Что за странная прихоть, любимая: пережить – чью-то жизнь! Ох уж эти ученые девы, у которых в деснице кинжал, за спиной – пара чудищ, а в складках гиматия – свиток старинной трагедии! Но в вашем семействе это, видимо, просто в крови, и отец твой недаром звался Фоантом – в честь далекого предка, который сумел приютить и посмел упустить в круговерти судеб и стихий – дар небес, идол Девы, свою Ифигению…
Дочь Фоанта. Ты веришь, что всё – повторимо?
Будь по-твоему. Я найду тебе храм. Где тебя не отыщет ни злая молва, ни возмездие тавров, ни брат…
Храм Команы Понтийской.
Живи!…




34. Митрадат между тем занялся устроением дел в государстве. Вслед за таврами власти его покорилась восставшая было Колхида. Стратегу Неоптолему не пришлось за нее воевать, ибо колхи отправили к Митрадату вождей и старейшин, которые однодушно рекли: "Царь, когда-то мы радостно приняли твою власть над собой, потому что нуждались в едином властителе. Но с тех пор ты нам не показывался, присылая взамен недостойных наместников, что вели себя хуже разбойников, так что слушаться их мы сочли для себя унизительным. Если ты соизволишь дать нам царя – пусть им будет любой из твоих сыновей – мы охотно примем его и пребудем навеки верны". Снизойдя к молению колхов, Митрадат им отдал в цари своего первородного сына, который звался с тех пор "Митрадат Филопатор Колхидский".

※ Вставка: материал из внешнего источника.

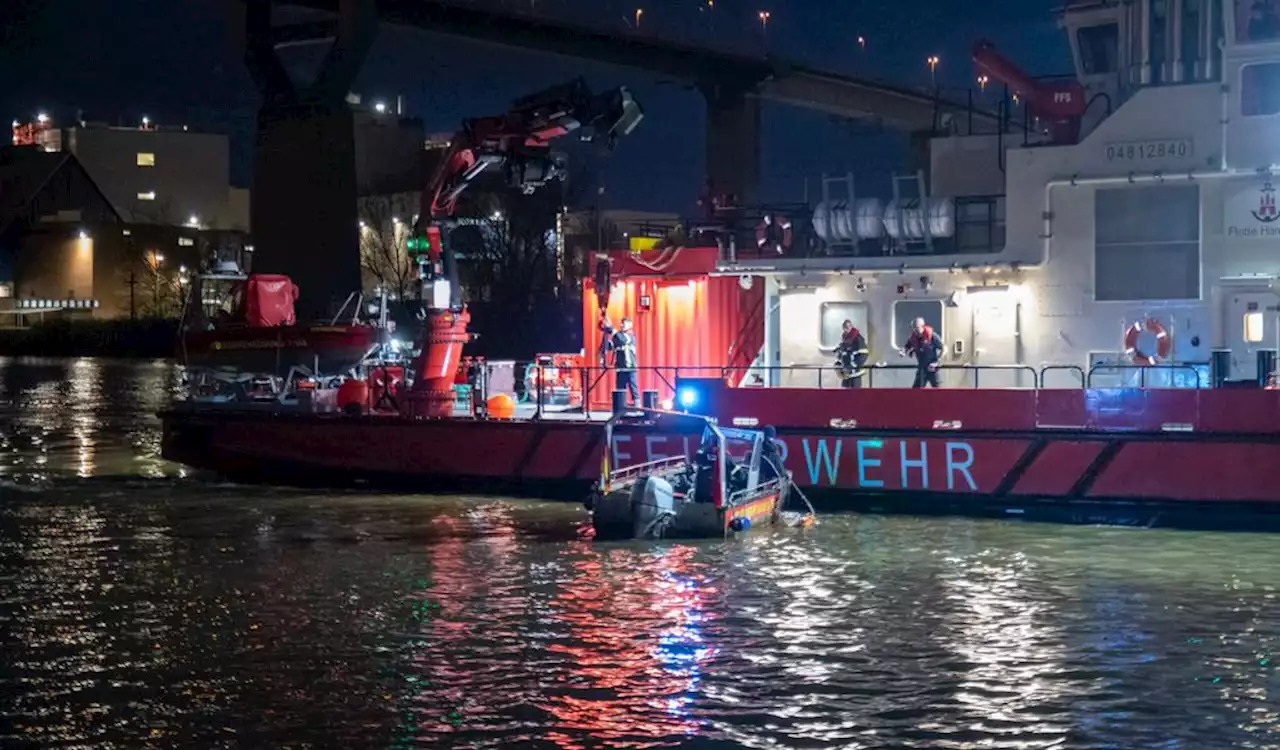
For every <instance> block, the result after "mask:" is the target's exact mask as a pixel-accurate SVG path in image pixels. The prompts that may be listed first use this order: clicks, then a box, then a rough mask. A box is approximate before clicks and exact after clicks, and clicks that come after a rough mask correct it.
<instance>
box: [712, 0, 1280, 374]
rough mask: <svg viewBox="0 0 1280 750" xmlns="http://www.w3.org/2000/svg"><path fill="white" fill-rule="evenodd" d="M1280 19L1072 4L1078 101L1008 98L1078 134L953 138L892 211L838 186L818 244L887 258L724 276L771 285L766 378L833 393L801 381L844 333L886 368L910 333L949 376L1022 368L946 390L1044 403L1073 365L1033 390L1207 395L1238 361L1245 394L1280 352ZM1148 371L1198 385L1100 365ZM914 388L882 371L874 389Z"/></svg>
mask: <svg viewBox="0 0 1280 750" xmlns="http://www.w3.org/2000/svg"><path fill="white" fill-rule="evenodd" d="M1277 5H1280V4H1277V3H1276V1H1275V0H1225V4H1224V0H1134V1H1116V0H1112V1H1106V0H1102V1H1094V3H1074V4H1071V5H1070V6H1069V8H1068V9H1066V10H1065V12H1064V13H1062V17H1061V24H1062V28H1064V29H1065V31H1066V32H1068V33H1069V35H1070V40H1071V49H1073V54H1074V60H1075V72H1076V82H1075V83H1078V86H1073V84H1065V86H1064V84H1061V83H1057V84H1053V83H1050V84H1044V88H1043V90H1041V91H1039V93H1041V95H1042V96H1046V97H1047V100H1048V101H1047V104H1046V102H1036V101H1034V99H1033V97H1034V96H1036V93H1037V92H1032V91H1014V93H1018V95H1019V99H1021V106H1032V108H1033V110H1032V111H1037V113H1038V114H1048V115H1052V113H1051V111H1048V110H1051V109H1052V104H1053V100H1057V101H1059V102H1060V104H1061V102H1062V101H1064V100H1068V101H1066V104H1070V101H1069V100H1070V97H1071V96H1080V95H1082V93H1083V97H1084V100H1085V101H1084V102H1083V104H1080V102H1078V104H1080V109H1082V110H1083V114H1082V115H1080V116H1078V118H1070V119H1073V120H1074V122H1066V120H1065V119H1064V120H1062V122H1056V123H1055V122H1043V120H1038V122H1033V125H1037V127H1033V128H1032V132H1030V133H1028V134H1025V136H1024V134H1023V133H1016V134H1010V133H1009V132H1005V133H1001V134H966V136H942V137H937V138H934V140H933V141H932V143H931V172H929V175H928V178H927V179H925V178H919V179H910V178H909V179H901V180H899V182H900V184H897V186H895V189H893V193H895V200H893V201H890V202H887V203H884V205H881V203H878V201H868V200H861V198H859V197H858V196H854V195H851V193H852V189H851V187H852V180H851V179H849V180H847V187H849V193H850V195H847V196H841V195H836V193H838V192H840V191H838V189H836V187H840V186H841V184H844V182H845V180H827V183H828V184H827V186H826V187H827V192H828V196H827V197H828V201H826V202H824V203H823V205H822V206H819V207H818V210H817V211H815V215H814V228H815V230H818V233H819V234H823V235H824V238H827V239H828V241H829V239H832V238H837V239H838V237H849V238H851V242H852V243H856V242H858V241H859V239H867V238H872V239H876V242H878V243H879V244H878V247H879V248H882V250H879V251H877V252H869V253H868V252H855V251H852V250H850V251H847V252H828V253H826V255H823V253H817V255H815V256H812V257H805V259H799V257H791V256H788V255H787V253H781V255H778V256H777V257H767V253H763V255H762V259H760V260H750V261H746V260H739V261H731V260H726V261H723V262H722V264H721V271H722V273H742V274H760V275H764V276H765V279H767V289H768V297H767V308H768V316H767V321H765V329H767V330H765V347H764V353H763V355H762V360H759V362H760V363H763V365H765V366H767V367H765V369H764V370H762V372H763V374H764V378H765V379H767V381H769V383H773V384H777V385H817V378H818V374H817V371H812V370H795V369H788V366H790V365H815V366H817V365H829V363H831V361H832V351H833V349H835V347H836V344H837V343H838V335H840V325H841V323H842V321H844V320H845V319H850V320H854V323H855V324H856V325H858V326H859V328H860V329H861V330H863V331H864V333H865V334H867V337H868V340H869V343H870V348H872V352H873V353H872V360H873V361H876V362H886V363H888V365H909V363H910V361H909V360H906V358H905V357H902V356H901V355H899V353H897V352H896V349H897V348H899V347H901V346H902V344H904V342H905V338H906V335H908V330H909V325H910V320H911V319H914V317H916V316H922V317H925V319H927V320H928V321H929V323H931V324H932V325H933V326H934V329H936V330H937V333H938V334H940V335H941V338H942V339H943V342H945V344H946V362H947V363H950V365H980V366H1001V365H1002V366H1012V365H1023V366H1027V369H1024V370H1014V369H1004V370H997V369H993V370H989V371H987V370H980V371H975V370H973V369H970V370H951V371H947V372H946V374H945V376H943V384H945V385H952V387H957V385H973V384H974V378H980V383H979V384H980V385H983V387H988V385H989V387H1001V385H1005V387H1007V385H1019V387H1032V385H1037V384H1038V383H1037V375H1036V374H1037V372H1038V371H1039V370H1041V369H1043V367H1046V366H1061V367H1062V369H1061V370H1051V371H1048V372H1046V374H1044V376H1043V383H1039V384H1041V385H1046V387H1078V385H1079V384H1080V381H1082V374H1084V372H1089V371H1091V370H1094V375H1093V383H1092V384H1093V385H1120V384H1134V385H1135V384H1139V381H1140V383H1143V384H1146V385H1149V387H1155V385H1161V387H1194V385H1197V383H1198V381H1201V383H1203V381H1204V380H1207V378H1208V362H1210V360H1211V356H1212V352H1213V351H1215V349H1228V351H1229V352H1230V360H1231V378H1240V379H1247V378H1253V376H1254V372H1256V366H1257V365H1256V362H1257V357H1256V352H1257V351H1258V349H1261V348H1276V347H1277V346H1280V326H1277V310H1280V291H1277V288H1276V278H1277V276H1280V210H1277V188H1280V182H1277V183H1272V175H1271V169H1272V165H1276V164H1280V8H1277ZM1020 118H1021V114H1015V115H1012V119H1014V120H1016V119H1020ZM1028 122H1032V120H1030V118H1028ZM1059 125H1065V127H1059ZM924 183H928V189H927V193H928V195H927V196H924V197H923V200H919V201H915V202H913V201H911V200H910V197H914V196H909V193H910V192H911V188H915V189H918V191H919V186H922V184H924ZM833 186H835V187H833ZM924 192H925V191H919V193H924ZM832 196H835V197H832ZM841 198H844V200H841ZM920 205H923V211H922V210H920V209H919V206H920ZM911 206H915V209H911ZM884 235H888V239H886V238H884ZM895 237H896V238H899V239H897V241H893V239H892V238H895ZM1151 362H1158V363H1161V365H1184V367H1172V366H1166V367H1155V369H1151V367H1148V369H1144V371H1143V370H1139V369H1137V367H1133V369H1128V367H1125V369H1106V367H1103V366H1106V365H1115V363H1123V365H1126V366H1130V365H1134V363H1138V365H1142V363H1151ZM1076 369H1078V370H1076ZM911 376H913V374H911V372H910V371H909V370H892V369H888V370H881V371H876V372H874V378H873V381H872V385H876V387H881V385H906V384H909V381H910V378H911ZM823 385H824V387H835V385H837V381H836V379H835V378H831V375H829V372H828V374H827V375H824V381H823Z"/></svg>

35. А почетную должность верховносвященника храма Ма Эннио в Комане Понтийской царь вручил за заслуги в войне Дорилаю, блюстителю войск. То считалось высоким отличием, ибо великожреческий сан с незапамятных пор доставался лишь людям царского рода, и правитель Команы считался ровней монархам, хоть город в сравнении с царством был скуден и мал. Жрец обязан был повиноваться понтийским царям, но внутри владений своих обладал всемогуществом и самовластием: мог чеканить монету, издавать законы, судить и наказывать, а престол завещать сыновьям.

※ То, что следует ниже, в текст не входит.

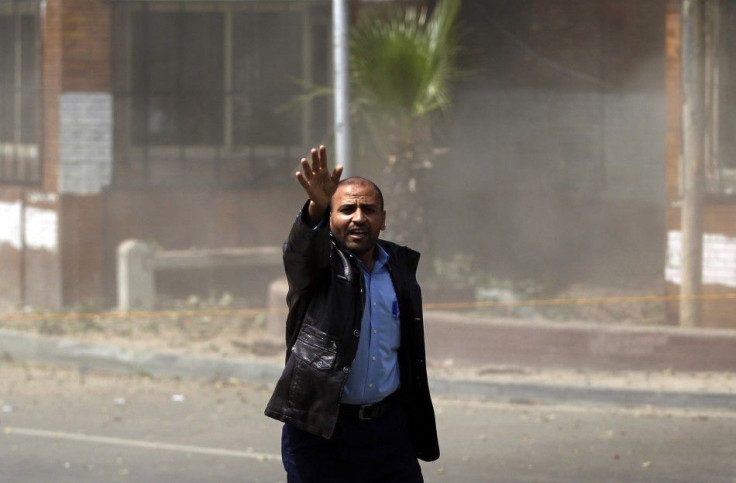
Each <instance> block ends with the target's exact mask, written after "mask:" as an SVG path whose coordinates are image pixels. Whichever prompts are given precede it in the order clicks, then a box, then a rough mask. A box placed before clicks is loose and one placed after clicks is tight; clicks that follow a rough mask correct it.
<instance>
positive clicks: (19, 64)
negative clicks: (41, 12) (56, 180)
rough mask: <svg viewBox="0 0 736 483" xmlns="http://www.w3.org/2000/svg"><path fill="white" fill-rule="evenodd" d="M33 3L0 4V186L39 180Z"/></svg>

36. Ныне это давно уже в прошлом, и Комана пришла, как я слышал, в упадок. После нескольких войн, прогремевших по Азии, был недолгое время команским жрецом Архелай, сын того Архелая, который бежал от царя Митрадата. Бывший царский стратег всем рассказывал, будто царь не только ему угрожал беспричинной расправой, но и ранее осквернил его ложе, так что юноше Архелаю он не более, чем воспитатель. Лишь немногие ведали, что в словах Архелая-отца было столько же лжи, сколько правды, ибо мне достоверно рассказывали, что зачат от царя был другой Архелаев сын, Диоген, геройски погибший в Элладе. Царь, однако, столь часто дарил свою благосклонность женам близких друзей, что никто не винил Архелая в обмане. Став команским жрецом, младший из Архелаев пытался достигнуть и большего: он женился на Беренике, царице Египетской, но, заподозренный в притязаниях на престол Птолемеев, был убит ее братьями.

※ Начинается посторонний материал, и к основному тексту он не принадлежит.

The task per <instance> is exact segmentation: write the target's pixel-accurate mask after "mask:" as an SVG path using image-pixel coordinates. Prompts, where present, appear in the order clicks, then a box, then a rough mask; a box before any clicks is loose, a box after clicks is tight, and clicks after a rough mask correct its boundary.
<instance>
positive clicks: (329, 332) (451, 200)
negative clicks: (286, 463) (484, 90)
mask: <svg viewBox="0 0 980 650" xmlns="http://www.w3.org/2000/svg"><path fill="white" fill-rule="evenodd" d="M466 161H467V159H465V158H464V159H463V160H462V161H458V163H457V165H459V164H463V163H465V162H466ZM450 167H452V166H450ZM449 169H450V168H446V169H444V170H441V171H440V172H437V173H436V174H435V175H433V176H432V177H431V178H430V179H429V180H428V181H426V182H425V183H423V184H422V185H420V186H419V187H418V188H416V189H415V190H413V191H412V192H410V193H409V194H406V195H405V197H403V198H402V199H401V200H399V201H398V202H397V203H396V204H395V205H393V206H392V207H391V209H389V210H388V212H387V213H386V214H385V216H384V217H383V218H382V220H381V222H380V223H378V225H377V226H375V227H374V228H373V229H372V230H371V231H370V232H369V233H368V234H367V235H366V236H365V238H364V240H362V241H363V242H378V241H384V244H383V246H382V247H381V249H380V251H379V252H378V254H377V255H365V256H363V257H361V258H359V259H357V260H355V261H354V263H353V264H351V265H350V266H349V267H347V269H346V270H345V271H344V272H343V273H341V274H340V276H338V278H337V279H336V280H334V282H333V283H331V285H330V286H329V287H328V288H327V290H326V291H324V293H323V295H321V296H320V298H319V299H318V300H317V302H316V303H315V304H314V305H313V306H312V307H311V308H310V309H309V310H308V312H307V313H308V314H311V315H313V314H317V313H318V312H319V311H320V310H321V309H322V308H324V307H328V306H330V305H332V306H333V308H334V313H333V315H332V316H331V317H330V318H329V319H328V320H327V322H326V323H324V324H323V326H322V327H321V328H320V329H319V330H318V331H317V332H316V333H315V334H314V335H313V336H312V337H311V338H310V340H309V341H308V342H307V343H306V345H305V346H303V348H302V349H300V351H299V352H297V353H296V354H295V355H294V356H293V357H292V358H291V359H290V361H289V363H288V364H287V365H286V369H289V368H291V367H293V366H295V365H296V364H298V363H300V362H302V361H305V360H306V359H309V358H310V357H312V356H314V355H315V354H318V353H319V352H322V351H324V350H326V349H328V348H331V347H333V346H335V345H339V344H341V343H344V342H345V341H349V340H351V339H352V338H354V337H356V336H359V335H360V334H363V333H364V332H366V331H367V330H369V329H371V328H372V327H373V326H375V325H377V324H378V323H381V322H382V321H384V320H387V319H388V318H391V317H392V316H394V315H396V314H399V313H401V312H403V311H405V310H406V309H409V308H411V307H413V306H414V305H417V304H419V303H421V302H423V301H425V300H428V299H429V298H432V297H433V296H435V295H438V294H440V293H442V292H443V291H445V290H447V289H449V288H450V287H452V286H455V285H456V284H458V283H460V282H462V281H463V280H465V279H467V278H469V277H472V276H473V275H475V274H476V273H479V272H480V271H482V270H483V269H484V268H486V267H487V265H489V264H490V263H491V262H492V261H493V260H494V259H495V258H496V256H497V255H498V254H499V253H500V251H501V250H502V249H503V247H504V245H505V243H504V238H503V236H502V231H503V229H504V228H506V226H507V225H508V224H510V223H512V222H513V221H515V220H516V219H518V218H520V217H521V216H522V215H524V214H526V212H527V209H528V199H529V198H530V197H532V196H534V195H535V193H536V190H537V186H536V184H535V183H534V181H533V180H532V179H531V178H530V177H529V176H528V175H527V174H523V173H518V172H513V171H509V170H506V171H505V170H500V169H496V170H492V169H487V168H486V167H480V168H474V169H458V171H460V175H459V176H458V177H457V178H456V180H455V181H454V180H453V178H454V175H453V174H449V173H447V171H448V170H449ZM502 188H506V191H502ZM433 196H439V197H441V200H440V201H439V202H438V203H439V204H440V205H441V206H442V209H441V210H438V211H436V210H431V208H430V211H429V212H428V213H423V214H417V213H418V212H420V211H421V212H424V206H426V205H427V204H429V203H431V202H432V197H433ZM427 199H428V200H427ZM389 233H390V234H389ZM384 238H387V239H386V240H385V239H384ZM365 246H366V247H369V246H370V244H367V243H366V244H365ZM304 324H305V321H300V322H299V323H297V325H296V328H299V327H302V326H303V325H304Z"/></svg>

37. После смерти сего Архелая в Египте и после победы над Митрадатовым сыном Фарнаком император Гай Юлий Цезарь передал верховное жречество Ликомеду, злосчастному сыну Нисы, царевны Каппадокийской, казненной супругом ее Никомедом Вифинским. С тем царем, как доселе многими помнится, Цезарь в юности был столь неосмотрительно дружен и близок, что его до скончания дней продолжали дразнить "вифинской царицей". Он же, делая вид, что укоры ему не обидны, ничего на них не ответствовал, но зато не однажды оказывал царским детям свое покровительство. Для чего я про это пишу – сам не ведаю; вспоминаю, что вспоминается, но к истории предков моих всё, что было меж Цезарем и Никомедом, не имеет касательства.